Kısaca değindiği Roland Barthes’ın ise tıpkı yüzyıllar sonra dilbilimde tıpkı Aristoteles gibi “büyük bir sıçrama sağladığını” söylüyor Alpay. “Göstergebilimin kurucusu, hayatımda okuduğum dil alanında ufku en geniş olan insan ve toplumla çok yakından ilgileniyor,” diyor, Barthes’ın Pierre Loti’nin Aziyade adlı novellasına dair yazısında o yıllarda henüz teori katına çıkarılmamış olan oryantalizmi betimlediğini belirterek.
Alpay, konuşmasının sonlarında kadınların erkeklikten arınmış bir söylem yaratırken de yepyeni bir ufuk açtıklarına değinmeden geçemiyor. Özellikle Virginia Woolf’un ardından öne sürülen birçok tezin kuramsallaştığını vurguluyor. Jacques Lacan’a atıfta bulunarak, çocukların dilden önce kendilerini seslerle ifade ettiğini söylüyor Alpay ve sonra Hélène Cixous’nun “beyaz mürekkep” kavramıyla anlatmayı sürdürüyor:
“Feminist edebiyatçıların tezi, yazarların çocuğun aslında toplumun söylemselliğine uzak olduğu okul öncesine, dil ve simge öncesi zamana dönmesi gerektiği. Beyaz mürekkeple yazmalı. Bu tamamen söylem dışı olmak anlamına geliyor.”

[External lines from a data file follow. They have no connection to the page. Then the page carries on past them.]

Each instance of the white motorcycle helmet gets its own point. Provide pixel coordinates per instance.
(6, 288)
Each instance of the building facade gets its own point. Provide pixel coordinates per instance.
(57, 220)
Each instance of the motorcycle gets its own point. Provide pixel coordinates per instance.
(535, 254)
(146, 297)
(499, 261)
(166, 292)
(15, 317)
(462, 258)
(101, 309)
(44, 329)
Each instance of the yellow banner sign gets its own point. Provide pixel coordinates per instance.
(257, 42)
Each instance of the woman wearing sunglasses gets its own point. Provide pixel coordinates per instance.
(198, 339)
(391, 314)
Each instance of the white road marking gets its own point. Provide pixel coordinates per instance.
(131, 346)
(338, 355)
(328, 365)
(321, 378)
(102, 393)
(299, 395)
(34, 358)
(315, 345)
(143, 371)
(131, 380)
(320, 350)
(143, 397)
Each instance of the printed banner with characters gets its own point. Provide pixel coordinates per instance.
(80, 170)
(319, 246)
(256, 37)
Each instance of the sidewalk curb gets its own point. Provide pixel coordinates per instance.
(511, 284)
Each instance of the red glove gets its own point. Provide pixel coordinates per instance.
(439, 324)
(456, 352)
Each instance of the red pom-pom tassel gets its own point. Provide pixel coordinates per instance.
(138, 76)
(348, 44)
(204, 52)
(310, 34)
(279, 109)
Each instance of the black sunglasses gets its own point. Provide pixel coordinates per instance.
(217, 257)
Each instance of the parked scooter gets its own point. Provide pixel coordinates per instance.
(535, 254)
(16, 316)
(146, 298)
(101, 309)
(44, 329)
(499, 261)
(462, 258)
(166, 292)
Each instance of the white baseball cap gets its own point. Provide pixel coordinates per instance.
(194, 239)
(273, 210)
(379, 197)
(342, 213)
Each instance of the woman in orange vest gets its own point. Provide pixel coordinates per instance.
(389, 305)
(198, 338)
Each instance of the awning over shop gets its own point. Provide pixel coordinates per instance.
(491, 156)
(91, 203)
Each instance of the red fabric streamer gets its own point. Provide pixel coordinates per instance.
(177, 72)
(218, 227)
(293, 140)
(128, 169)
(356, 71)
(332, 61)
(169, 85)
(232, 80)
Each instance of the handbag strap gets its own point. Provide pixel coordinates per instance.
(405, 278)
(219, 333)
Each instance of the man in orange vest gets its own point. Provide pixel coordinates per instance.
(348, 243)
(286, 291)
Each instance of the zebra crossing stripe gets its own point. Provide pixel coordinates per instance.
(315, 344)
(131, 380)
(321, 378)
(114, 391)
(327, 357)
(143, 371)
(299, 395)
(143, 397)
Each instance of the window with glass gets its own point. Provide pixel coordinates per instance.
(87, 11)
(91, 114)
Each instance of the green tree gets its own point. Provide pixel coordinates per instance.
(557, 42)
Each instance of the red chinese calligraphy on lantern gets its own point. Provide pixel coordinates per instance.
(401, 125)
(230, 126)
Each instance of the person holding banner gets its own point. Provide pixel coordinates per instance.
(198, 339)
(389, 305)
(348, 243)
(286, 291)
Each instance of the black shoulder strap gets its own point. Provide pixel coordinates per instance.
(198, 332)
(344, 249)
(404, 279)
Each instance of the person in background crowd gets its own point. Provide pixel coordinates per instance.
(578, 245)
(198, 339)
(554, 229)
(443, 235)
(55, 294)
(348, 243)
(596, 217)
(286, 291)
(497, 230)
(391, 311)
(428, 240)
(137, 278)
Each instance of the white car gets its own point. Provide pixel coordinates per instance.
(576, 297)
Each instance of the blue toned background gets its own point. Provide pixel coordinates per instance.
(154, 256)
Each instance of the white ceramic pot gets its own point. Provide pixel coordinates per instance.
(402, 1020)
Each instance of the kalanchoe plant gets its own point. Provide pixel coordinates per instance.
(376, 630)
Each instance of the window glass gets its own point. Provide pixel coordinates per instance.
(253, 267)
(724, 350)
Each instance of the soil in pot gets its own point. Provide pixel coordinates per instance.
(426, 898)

Günümüzün queer edebiyatı da bu söylemdışılığın en önemli örneklerini sunuyor. Ancak sanatta her ne kadar sözün sınırları zorlansa da bir sunuşa ihtiyaç olduğunu söylüyor Alpay. Bir başka deyişle günün sonunda, kâh eleştirmenler kâh okurlar ya da sanatseverler tarafından bir eserin bir söylemle söze dökülmesi gerektiğini söylüyor. Bu da edebiyatın dilin sınırlarını aşındırsa dahi dilden bağımsız kurulamadığının bir göstergesi.
“Söze dökülmemişse hazmedemiyoruz. İlle bir, ve mümkünse daha fazla, eleştirmenin hakkında analizler yazması gerekiyor ki o yapıtla ilişkimizi geliştirelim. Söze dökmeden hiçbir sanat dalı anlamını tam bulamıyor.”